Paura in altalena

Dovremo deciderci una buona volta se è il caso di avere paura di questi balordi dell’Isis (dico “balordi” per ottenere una sorta di effetto ironico, ovvero un alone di sarcasmo disincantato: va da sé che sono molto peggio) perché questo terrore a corrente alternata, in saliscendi, distratto e articolato, non ci fa bene e finirà per renderci ridicoli.

Non ritengo giusto che la nostra ansia - per la quale in fin dei conti spendiamo tante energie: cardiache, mentali e morali - sia legata all’andamento, simile a quello (irrazionale) delle Borse finanziarie, del flusso informativo globale.
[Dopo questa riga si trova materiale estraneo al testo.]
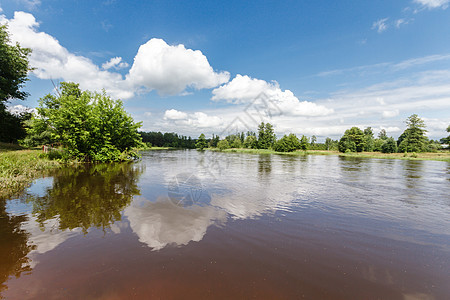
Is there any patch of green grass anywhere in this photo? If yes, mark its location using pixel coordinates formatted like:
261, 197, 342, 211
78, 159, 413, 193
0, 150, 62, 198
0, 142, 25, 152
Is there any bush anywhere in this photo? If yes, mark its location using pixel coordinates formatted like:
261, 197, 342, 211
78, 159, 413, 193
25, 82, 142, 162
381, 137, 397, 153
217, 140, 230, 151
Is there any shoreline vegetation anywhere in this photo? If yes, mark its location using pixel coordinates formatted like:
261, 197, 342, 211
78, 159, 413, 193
0, 143, 64, 200
205, 148, 450, 162
145, 147, 450, 162
0, 143, 450, 199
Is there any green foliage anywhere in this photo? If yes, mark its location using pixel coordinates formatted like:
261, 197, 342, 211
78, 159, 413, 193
244, 135, 258, 149
0, 25, 31, 103
25, 82, 142, 162
0, 150, 60, 200
209, 134, 220, 148
217, 140, 230, 151
378, 129, 388, 140
231, 137, 242, 148
300, 135, 309, 150
0, 25, 31, 143
364, 127, 374, 152
258, 122, 276, 149
381, 137, 397, 153
273, 133, 300, 152
195, 133, 208, 150
398, 114, 428, 152
339, 127, 365, 152
0, 102, 31, 143
373, 138, 386, 152
21, 117, 56, 147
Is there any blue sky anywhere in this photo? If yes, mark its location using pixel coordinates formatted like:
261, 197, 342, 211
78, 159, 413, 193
0, 0, 450, 141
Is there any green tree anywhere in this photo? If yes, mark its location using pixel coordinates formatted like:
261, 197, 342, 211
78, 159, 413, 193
364, 127, 374, 152
0, 25, 32, 103
273, 133, 300, 152
373, 138, 386, 152
195, 133, 208, 150
24, 82, 142, 161
440, 125, 450, 149
300, 135, 309, 150
217, 140, 230, 151
339, 127, 365, 152
244, 135, 258, 149
258, 122, 276, 149
378, 129, 388, 140
381, 137, 397, 153
0, 25, 32, 143
398, 114, 428, 152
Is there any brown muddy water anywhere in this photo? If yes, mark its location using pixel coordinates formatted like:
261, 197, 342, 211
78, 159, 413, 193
0, 150, 450, 299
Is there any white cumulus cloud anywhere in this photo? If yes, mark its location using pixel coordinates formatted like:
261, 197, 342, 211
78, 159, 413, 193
0, 11, 133, 98
127, 38, 230, 95
102, 56, 128, 70
212, 74, 333, 116
414, 0, 450, 9
0, 11, 230, 99
383, 109, 399, 118
164, 109, 187, 120
372, 18, 389, 33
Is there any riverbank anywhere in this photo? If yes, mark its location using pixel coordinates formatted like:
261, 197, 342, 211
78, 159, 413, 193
208, 148, 450, 162
0, 147, 63, 199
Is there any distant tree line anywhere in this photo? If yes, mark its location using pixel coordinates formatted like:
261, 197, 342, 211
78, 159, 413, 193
196, 114, 450, 153
139, 131, 196, 149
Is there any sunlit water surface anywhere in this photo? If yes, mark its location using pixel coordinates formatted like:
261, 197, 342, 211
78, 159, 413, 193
0, 150, 450, 299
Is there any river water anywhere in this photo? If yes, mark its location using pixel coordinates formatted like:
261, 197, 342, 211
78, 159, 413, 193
0, 150, 450, 299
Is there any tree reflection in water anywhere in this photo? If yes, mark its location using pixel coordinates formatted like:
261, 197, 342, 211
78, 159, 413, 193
0, 163, 143, 297
0, 200, 35, 297
27, 163, 143, 233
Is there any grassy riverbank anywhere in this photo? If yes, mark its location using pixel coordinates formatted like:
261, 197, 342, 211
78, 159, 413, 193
0, 145, 62, 199
208, 148, 450, 162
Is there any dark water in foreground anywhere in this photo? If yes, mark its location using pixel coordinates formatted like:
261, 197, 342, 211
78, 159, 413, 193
0, 151, 450, 299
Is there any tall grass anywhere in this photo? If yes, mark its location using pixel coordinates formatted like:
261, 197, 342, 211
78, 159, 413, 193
0, 150, 61, 199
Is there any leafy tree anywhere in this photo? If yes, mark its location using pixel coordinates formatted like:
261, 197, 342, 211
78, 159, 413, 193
364, 127, 374, 152
244, 135, 258, 149
440, 125, 450, 144
217, 140, 230, 151
373, 138, 386, 152
258, 122, 276, 149
325, 137, 333, 150
195, 133, 208, 150
339, 127, 365, 152
273, 133, 300, 152
381, 137, 397, 153
28, 82, 142, 161
300, 135, 309, 150
0, 25, 32, 143
209, 134, 220, 148
231, 136, 242, 148
397, 114, 428, 152
0, 25, 32, 104
0, 108, 31, 143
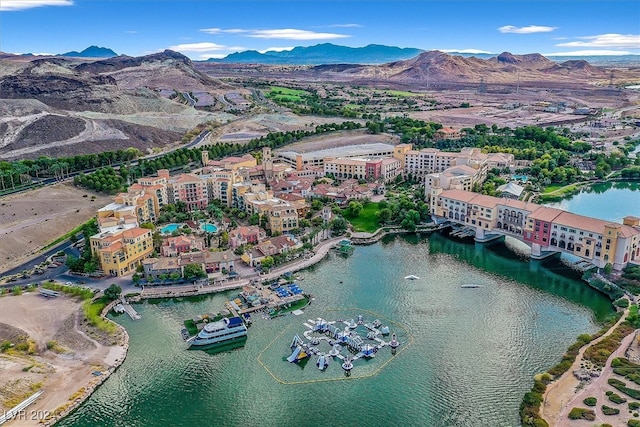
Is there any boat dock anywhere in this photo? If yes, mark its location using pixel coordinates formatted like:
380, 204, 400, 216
449, 226, 476, 238
287, 315, 400, 375
119, 298, 142, 320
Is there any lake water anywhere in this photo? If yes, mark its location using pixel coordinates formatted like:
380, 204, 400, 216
60, 234, 612, 427
160, 223, 184, 234
546, 181, 640, 223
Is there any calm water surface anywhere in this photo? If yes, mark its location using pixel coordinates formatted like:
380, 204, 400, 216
60, 234, 611, 427
547, 181, 640, 223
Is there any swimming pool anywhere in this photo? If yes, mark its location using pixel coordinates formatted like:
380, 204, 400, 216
160, 223, 182, 234
200, 222, 218, 233
511, 175, 529, 182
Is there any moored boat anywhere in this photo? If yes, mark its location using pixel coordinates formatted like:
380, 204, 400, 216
187, 317, 247, 348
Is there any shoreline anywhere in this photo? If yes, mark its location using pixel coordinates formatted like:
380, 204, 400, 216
44, 231, 615, 426
42, 300, 129, 426
43, 237, 343, 426
539, 308, 635, 426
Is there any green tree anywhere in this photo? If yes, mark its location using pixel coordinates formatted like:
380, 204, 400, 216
183, 264, 206, 279
347, 200, 363, 217
331, 216, 348, 234
104, 283, 122, 301
378, 208, 391, 224
260, 256, 275, 270
400, 209, 420, 231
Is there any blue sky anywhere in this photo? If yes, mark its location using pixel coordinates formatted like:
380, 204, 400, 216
0, 0, 640, 60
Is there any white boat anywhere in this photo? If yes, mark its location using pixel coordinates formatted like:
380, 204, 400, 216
316, 353, 329, 371
187, 317, 247, 347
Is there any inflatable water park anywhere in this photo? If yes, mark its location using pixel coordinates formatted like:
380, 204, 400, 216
286, 315, 401, 376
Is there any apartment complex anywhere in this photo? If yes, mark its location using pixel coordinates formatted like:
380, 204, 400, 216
90, 227, 153, 276
324, 157, 402, 183
431, 189, 640, 270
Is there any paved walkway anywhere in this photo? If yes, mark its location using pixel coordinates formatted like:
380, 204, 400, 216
142, 237, 344, 298
557, 333, 636, 427
540, 309, 634, 426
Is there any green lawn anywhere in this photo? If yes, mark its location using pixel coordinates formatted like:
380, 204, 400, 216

Arriva un nuovo video dell’orrore e l’Isis scala, anche fisicamente, la piramide delle nostre paure. I telegiornali gli dedicano il primo titolo, i giornali confezionano pagine su pagine e, soprattutto, i siti d’informazione mettono la notizia “in testa”. In questo momento la paura è al massimo: già vediamo il tagliagole avvicinarsi sotto casa. Poi, qualcosa accade: i siti, si sa, vanno “rinfrescati”. Sopra quella sull’Isis l’invisibile redattore piazza la notizia del debito greco, la polemica su Landini, gli Oscar, un gol in fuorigioco e, non ci sta mai male, una tetta della Canalis. Sopraffatto, letteralmente, da queste notizie meno sanguinolente l’Isis perde in forza terrorizzante: diventa un babau di seconda categoria, quarta fascia e ultimo livello. Nei siti “galleggia” accanto al link per le dieci migliori ricette con il coniglio e il video di Alfano che balla sulle note dei Village People.

Nuova minaccia, nuovo video, nuova avanzata, nuove voci di orrori indicibili e la tendenza si inverte. La notizia torna al primo posto e, con essa, cresce l’ansia, s’intensifica la rabbia, prospera il bubbone dell’intolleranza e domina la paura. Non sappiamo più se lo spavento ha una ragione oggettiva, e quanto oggettiva: esso è legato, più che alla razionalità, al flusso dell’informazione che deve costantemente rinnovarsi a dispetto di logica e interesse. Certe volte, quando la paura bussa, vien da dire: «Canalis, abbi pietà: fuori una tetta e non se ne parli più».